Mais la principale cause de problèmes pour les oiseaux nicheurs des îlots réside dans la présence du rat surmulot. Le rat est en effet un redoutable prédateur qui peut s'attaquer aux oeufs ou aux jeunes individus. Bien que l'on ne mesure pas réellement l'impact du rat sur le taux de reproduction des espèces visées, on peut néanmoins affirmer qu'il constitue un frein au succès de reproduction et peut probablement empêcher l'installation de certaines espèces, tel que l'Océanite tempête. Il s'agira donc de s'attaquer à la présence non désirée du rat, pour les oiseaux, mais aussi pour les hommes !
3) Maintenir le rôle fonctionnel du milieu marin pour les oiseaux
Il s'agit là de permettre à l'estran et au milieu marin de continuer à jouer leur rôle pour l'alimentation des oiseaux.
L'estran de Chausey se caractérise par une grande diversité d'habitats benthiques (terme qui qualifie l'interface eau-sédiment) dont certains jouent un rôle particulièrement important pour l'alimentation des oiseaux, grâce aux espèces animales qu'ils hébergent. Or, certains de ces habitats peuvent être également exploités à des fins de production conchylicole. Il s'agit donc ici de trouver le bon compromis entre l'accueil des oiseaux et l'existence de cultures marines.

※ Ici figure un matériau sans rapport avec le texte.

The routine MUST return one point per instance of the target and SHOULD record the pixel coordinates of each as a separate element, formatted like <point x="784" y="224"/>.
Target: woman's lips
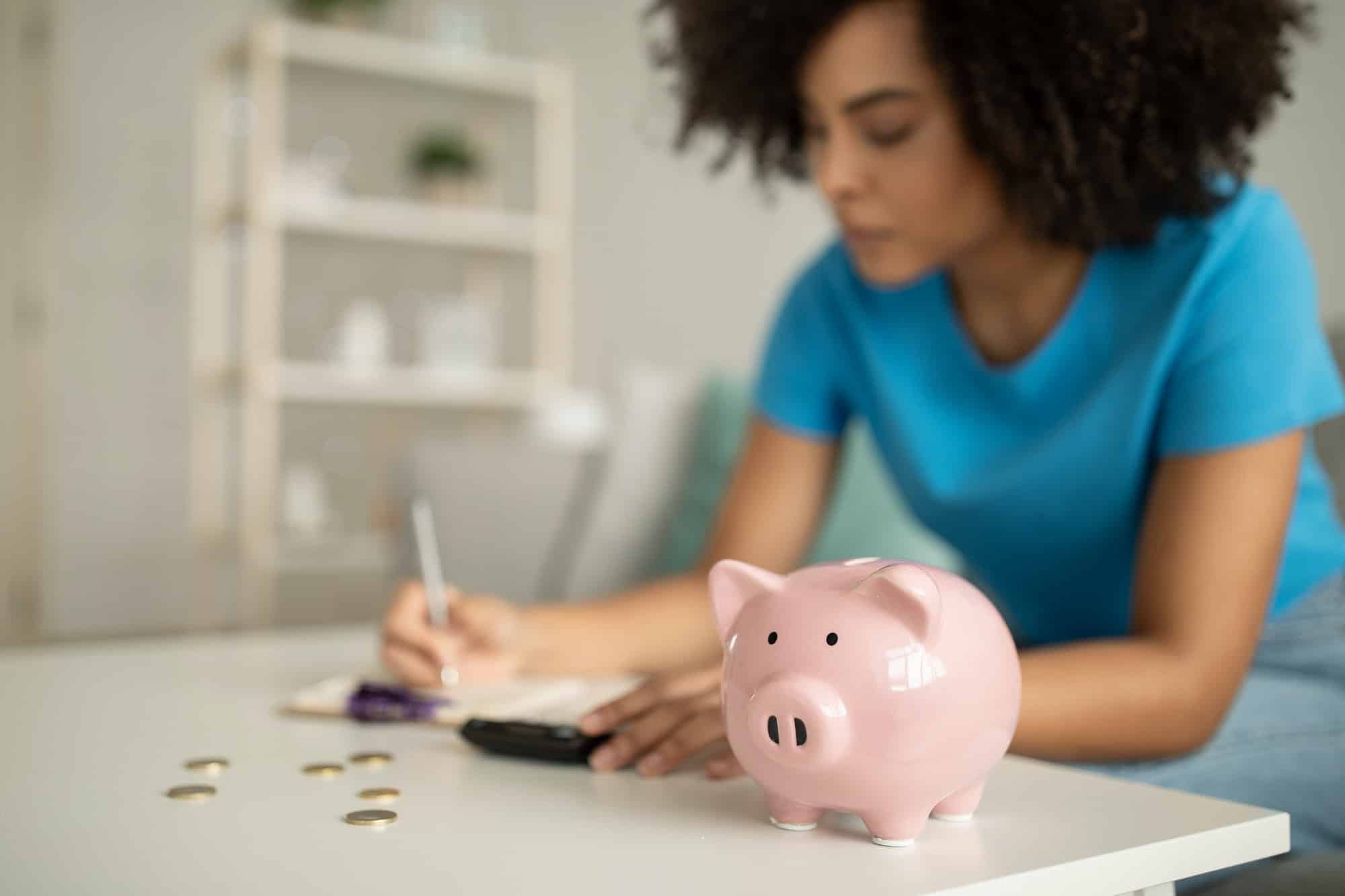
<point x="866" y="237"/>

L'archipel est un haut-lieu de la mytiliculture (production de moules sur bouchot) mais aussi un lieu d'hivernage pour deux espèces d'oiseaux qui se nourissent de coquillages, et en particulier des moules de bouchot : la Macreuse noire et l'Eider à duvet. Là encore, il s'agit donc de trouver les moyens permettant de limiter les dégâts dûs à la prédation par la proposition de moyens de protection passifs.
4) Poursuivre et approfondir les programmes de connaissance concernant les oiseaux
Si les colonies d'oiseaux sont bien connus et bien suivis dans l'archipel à quelques exceptions près), il existe en revanche des besoins d'amélioration de la connaissance des oiseaux en mer. Il s'agit d'un objectif d'autant plus important que ces connaissances constitue le socle de toute mesure de gestion adaptée au site. Il s'agit donc de s'intéresser à la répartition spatiale mais aussi au régime alimentaire des espèces, en vue d'envisager leur cohabitation avec les activités de pêche.
A cet égard, on s'appuiera sur les suivis et les partenariats existants mais aussi sur le développement des aires marines protégées qui permettront de de mettre en place des programmes spécifiques d'acquisition de connaissance en mer.